Noah Spiderman & Scott Gelber (American, b. 1983), L.A. Gear or: Improbable Waste, 2012, still

Noah Spiderman & Scott Gelber (American, b. 1983)
L.A. Gear or: Improbable Waste, 2012
Video; color, sound;
Courtesy of the artist

L.A. Gear or: Improbable Waste by Noah Spiderman & Scott Gelber seems like a

3-d video game gone amiss. It outlines a vacuum-like space, a seamless backdrop for symbolic objects and props of consumer culture, whirling in a post-human Dance of Death. Exclusive sport cars recalling the late 1980s American new wealth, SUVs, hurled Red Bull cans and sports gear emphasizing endurance and athletic maleness, and palm trees suggesting the clichéd utopian paradises are all depicted in a psychedelic colorful palette which highlights them as virtual objects and unreal visions.

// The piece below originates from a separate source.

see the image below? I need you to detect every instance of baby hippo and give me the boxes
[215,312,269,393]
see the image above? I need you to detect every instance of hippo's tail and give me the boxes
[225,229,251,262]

Together with a dinosaur head as ancient relic, they spew liquids recalling some metallic molten magma and blood, to be gradually replaced with exploding human skeletons and flashy technological accessories, and an alien rendered in a Roswellesque pop culture style stricken by those floating surroundings. In the second part of the video, with much more aggressive soundtrack, this whirlpool of imagery is even more amplified with weapons and coffins, as quotations from the most recent media coverage on violence bursts and killings in most common daily situations. In a few moments of the video, Spiderman & Gelber insert spiritual imagery like light flashes or a crucifix; however, these motifs point more to the worship of objects in our contemporary commodity culture than offering any kind of contemplation and salvation.